私と露伴はいわゆる友達以上、恋人未満の幼なじみ。
まぁ私のほうは露伴が好きなんだけど。
昔からたくさんの女の子に言い寄られていた露伴が私が露伴のこと好きなことを知ったら、うんざりされるのは目に見えている。
だから、私はこの思いを絶対にバレないようにしてるんだ。
素直になりたいとは思ってるけど、気持ちを知られちゃいけないっていう気持ちと葛藤して全然可愛くない態度をとってしまう。
このままだと私の気持ちが露伴に届く日は一生来ない気がする。
そんなアンニュイな朝に露伴から電話があった。少しは期待したけど、思った通り私をこき使うようなないようだった。
『また、いきなり呼び出して。朝の5時からなんの用ですか!?』
「あぁ、やっと来たか。ちょっと新しいコーヒー豆を買ってきてくれないか。僕はこのコーヒーを飲まないと、1日が始まらないんだ。昨日丁度きらしてね。」
『自分で行けっての!あたしはあんたのパシリですか!?』
「厳密に言えば、幼なじみという名の召使いかな?」
『はぁ?冗談じゃないッ!!誰が露伴の召使いよ。』
「僕はいたって真面目だ。だから早く行ってこいよ!」
普通の女の子なら、好きな人に頼まれたことは嫌な顔一つせず、やるだろう。でも私は素直にうん、と言うこともできない。

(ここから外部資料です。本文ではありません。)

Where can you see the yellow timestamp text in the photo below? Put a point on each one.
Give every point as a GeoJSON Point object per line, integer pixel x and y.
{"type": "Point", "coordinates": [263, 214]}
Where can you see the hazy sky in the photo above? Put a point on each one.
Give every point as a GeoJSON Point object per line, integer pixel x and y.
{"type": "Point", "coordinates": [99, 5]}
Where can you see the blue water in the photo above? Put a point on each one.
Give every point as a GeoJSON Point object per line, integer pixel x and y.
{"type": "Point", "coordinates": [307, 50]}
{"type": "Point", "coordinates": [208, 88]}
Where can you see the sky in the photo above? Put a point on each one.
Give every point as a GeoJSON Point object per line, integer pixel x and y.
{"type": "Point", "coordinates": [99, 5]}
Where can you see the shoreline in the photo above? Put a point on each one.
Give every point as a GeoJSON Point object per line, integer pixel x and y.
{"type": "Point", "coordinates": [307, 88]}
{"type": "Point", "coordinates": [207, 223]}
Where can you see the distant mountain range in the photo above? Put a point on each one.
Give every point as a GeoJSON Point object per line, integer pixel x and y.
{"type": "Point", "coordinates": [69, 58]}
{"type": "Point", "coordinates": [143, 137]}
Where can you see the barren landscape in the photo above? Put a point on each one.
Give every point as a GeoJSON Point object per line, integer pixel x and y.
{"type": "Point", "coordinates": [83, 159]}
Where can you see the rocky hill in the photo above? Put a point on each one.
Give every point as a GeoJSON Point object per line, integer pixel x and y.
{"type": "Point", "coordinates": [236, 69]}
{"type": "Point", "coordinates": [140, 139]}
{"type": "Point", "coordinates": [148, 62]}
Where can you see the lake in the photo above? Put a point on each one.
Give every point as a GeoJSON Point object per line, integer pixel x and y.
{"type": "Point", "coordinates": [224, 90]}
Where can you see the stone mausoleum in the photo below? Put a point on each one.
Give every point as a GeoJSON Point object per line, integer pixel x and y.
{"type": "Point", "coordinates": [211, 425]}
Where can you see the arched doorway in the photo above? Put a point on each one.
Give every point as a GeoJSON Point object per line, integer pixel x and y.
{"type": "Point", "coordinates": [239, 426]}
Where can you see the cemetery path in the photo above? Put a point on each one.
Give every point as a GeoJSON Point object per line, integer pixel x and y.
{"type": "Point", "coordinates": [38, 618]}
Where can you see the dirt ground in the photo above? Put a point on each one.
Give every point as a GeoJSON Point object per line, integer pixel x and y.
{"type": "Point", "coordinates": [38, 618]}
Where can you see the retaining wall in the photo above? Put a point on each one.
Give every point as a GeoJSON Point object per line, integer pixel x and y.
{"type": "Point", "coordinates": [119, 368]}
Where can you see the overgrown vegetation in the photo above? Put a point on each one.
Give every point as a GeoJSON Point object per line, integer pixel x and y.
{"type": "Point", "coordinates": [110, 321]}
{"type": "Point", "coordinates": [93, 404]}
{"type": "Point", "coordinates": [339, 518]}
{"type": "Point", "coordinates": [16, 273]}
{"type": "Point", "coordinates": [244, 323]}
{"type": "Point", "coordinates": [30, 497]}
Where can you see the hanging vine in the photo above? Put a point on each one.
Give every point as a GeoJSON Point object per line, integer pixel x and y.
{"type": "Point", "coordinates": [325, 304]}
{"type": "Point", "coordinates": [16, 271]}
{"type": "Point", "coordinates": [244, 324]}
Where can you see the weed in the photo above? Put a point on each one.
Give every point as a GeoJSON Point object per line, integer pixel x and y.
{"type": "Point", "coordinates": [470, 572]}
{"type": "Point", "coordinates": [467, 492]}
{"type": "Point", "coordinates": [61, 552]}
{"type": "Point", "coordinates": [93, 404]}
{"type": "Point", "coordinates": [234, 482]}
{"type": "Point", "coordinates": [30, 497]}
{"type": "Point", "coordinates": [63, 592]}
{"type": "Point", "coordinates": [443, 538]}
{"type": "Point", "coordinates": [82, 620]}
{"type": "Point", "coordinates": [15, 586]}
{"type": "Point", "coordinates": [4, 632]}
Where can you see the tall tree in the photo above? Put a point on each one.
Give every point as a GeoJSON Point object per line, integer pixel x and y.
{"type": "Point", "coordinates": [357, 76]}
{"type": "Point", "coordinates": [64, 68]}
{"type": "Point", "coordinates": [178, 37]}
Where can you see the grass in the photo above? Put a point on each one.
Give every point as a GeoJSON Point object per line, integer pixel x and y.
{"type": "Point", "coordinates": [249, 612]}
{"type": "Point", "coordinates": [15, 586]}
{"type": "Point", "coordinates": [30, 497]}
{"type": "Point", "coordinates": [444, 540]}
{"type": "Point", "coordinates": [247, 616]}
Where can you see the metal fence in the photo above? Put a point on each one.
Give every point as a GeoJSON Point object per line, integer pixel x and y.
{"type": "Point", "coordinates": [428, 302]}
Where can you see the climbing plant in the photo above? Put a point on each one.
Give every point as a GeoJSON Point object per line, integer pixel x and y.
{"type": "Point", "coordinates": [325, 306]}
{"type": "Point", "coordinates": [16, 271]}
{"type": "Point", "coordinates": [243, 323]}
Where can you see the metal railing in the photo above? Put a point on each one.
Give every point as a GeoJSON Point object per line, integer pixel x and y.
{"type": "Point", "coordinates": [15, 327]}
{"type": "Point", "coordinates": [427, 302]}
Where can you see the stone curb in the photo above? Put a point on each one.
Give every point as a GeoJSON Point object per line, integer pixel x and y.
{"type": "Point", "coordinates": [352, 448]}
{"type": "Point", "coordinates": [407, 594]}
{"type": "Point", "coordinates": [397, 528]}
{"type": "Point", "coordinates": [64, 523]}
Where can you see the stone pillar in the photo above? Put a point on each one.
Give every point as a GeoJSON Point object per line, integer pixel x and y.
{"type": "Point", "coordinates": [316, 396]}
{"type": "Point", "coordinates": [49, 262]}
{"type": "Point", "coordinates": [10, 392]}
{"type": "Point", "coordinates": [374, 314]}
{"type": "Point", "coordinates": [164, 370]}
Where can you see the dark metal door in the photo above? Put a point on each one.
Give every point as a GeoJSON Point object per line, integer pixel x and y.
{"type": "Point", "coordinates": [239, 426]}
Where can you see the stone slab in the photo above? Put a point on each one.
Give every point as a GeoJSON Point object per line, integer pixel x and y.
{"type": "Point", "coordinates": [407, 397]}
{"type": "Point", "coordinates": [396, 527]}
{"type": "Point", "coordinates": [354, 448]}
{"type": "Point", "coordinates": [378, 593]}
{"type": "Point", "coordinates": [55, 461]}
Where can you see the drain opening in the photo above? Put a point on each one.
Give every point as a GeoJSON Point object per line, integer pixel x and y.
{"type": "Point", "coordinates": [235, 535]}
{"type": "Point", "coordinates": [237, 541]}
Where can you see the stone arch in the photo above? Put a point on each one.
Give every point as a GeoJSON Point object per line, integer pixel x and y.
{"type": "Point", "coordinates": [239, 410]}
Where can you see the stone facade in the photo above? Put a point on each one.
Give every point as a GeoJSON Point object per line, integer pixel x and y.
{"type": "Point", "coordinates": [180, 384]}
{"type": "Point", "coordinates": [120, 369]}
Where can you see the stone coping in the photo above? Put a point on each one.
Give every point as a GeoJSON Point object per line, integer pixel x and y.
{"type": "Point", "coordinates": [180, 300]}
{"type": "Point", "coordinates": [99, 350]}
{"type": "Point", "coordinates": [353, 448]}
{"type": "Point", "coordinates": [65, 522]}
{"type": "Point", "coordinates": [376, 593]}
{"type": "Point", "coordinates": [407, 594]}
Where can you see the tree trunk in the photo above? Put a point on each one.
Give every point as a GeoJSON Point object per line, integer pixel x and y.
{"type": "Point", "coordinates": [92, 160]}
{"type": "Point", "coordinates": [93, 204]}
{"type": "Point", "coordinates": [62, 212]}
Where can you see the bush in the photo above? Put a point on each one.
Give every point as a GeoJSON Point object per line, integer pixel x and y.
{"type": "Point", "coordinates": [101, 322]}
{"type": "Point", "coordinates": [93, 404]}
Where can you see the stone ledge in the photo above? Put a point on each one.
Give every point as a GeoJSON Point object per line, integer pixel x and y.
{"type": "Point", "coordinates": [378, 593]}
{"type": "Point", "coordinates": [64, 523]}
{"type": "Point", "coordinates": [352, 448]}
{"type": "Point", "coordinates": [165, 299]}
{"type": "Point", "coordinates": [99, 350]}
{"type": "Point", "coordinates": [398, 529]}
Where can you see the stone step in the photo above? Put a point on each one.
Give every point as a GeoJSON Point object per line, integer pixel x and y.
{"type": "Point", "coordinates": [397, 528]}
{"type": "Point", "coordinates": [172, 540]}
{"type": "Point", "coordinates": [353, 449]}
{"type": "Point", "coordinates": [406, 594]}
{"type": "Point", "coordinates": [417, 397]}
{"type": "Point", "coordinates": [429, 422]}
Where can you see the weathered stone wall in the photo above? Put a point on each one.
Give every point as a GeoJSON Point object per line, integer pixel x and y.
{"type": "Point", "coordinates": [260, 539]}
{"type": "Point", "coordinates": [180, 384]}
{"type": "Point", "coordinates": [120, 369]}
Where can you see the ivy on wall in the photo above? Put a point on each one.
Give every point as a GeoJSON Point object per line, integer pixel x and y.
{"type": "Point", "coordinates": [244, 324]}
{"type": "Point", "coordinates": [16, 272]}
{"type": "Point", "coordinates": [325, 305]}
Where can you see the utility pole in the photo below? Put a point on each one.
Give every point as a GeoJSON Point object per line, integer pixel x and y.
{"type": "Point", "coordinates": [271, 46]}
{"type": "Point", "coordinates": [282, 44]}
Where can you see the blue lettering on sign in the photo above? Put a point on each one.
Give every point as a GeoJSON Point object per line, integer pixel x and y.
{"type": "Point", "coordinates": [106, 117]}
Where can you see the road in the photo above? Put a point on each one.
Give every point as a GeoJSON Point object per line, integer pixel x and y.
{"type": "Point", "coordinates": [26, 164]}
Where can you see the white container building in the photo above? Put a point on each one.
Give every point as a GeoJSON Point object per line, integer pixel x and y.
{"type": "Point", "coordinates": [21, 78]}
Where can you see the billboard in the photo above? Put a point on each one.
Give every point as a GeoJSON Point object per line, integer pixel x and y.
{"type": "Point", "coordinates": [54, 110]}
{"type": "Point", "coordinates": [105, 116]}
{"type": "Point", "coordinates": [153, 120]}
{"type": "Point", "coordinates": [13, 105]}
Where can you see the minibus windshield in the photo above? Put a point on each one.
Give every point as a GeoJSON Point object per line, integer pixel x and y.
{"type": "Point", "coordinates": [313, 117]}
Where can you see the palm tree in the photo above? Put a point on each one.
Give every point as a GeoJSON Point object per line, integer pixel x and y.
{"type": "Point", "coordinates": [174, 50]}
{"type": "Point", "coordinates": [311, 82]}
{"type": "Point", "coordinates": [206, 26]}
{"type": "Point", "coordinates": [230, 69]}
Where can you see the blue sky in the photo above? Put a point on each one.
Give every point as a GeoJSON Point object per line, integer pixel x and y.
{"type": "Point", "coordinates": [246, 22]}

毎度毎度こんな女の子の「お」の字もないような自分の態度にため息をつく。
最近露伴は女性編集者と一緒に取材に行く機会が多かった。
女が嫌いな露伴でも、仕事とならば2人ででかけていた。
でもそれはななしにとっては気に食わないことでもあった。
ななしはその編集者に会ったことがあり、それはそれは美人で大人の雰囲気が漂ったステキな女性だった。
(私が露伴なら絶対ホレてるわ……。)
ななしには最近焦りしかなかった。
でも態度はいつもと変わらず、ツンケンしてしまう。
ある日突然
露伴がななしに質問してきた。
「なあななしは今恋してるか?」
『なっなんで、そっそんなこと聞くの!?』
「いや、恋する女のリアルな感情が知りたいんだ。記憶を読んでもいいんだが、一応きいてみたんだ。」
『いっいやッ、恋なんてしてないよ、うっうん。』
「そうか。それもそうだよな!!
女性は恋をすると綺麗になるっていうが、そういうところがお前には無縁だッ!」
『失礼な!!あたしだって綺麗になろうと努力してるよ。これでも…。』
露伴に少しでも振り向いてほしくて、普通の女の子並みには努力してきたつもりだった。
オシャレもしてるし、露伴に会う時は化粧もいつもより頑張ってる。
なのに、
「ハッ!!努力してこのレベルか!少しは僕の担当の奴を見習ったらどうだ!?顔だけはいいからな、あいつ。」
『なにそれ…。露伴もしかして担当の人に気があるの?』
「どこからそんな話になるんだ?。僕はそんな気はまったくない。仕事とプライベートの区別もつかない、ほんとお気楽な脳みそしてるな。」
『ッ、だよね。ごめんね、変なこといって。』
ななしは、露伴が担当の人を好きではないということに安心はしたものの、自分と担当の人を比べられ、そして劣っていると言われたことにショックを受けた。
「私…、帰るね。邪魔みたいだし。」
ななしは溢れ出る涙を露伴に知られないように、露伴の家を走って出た。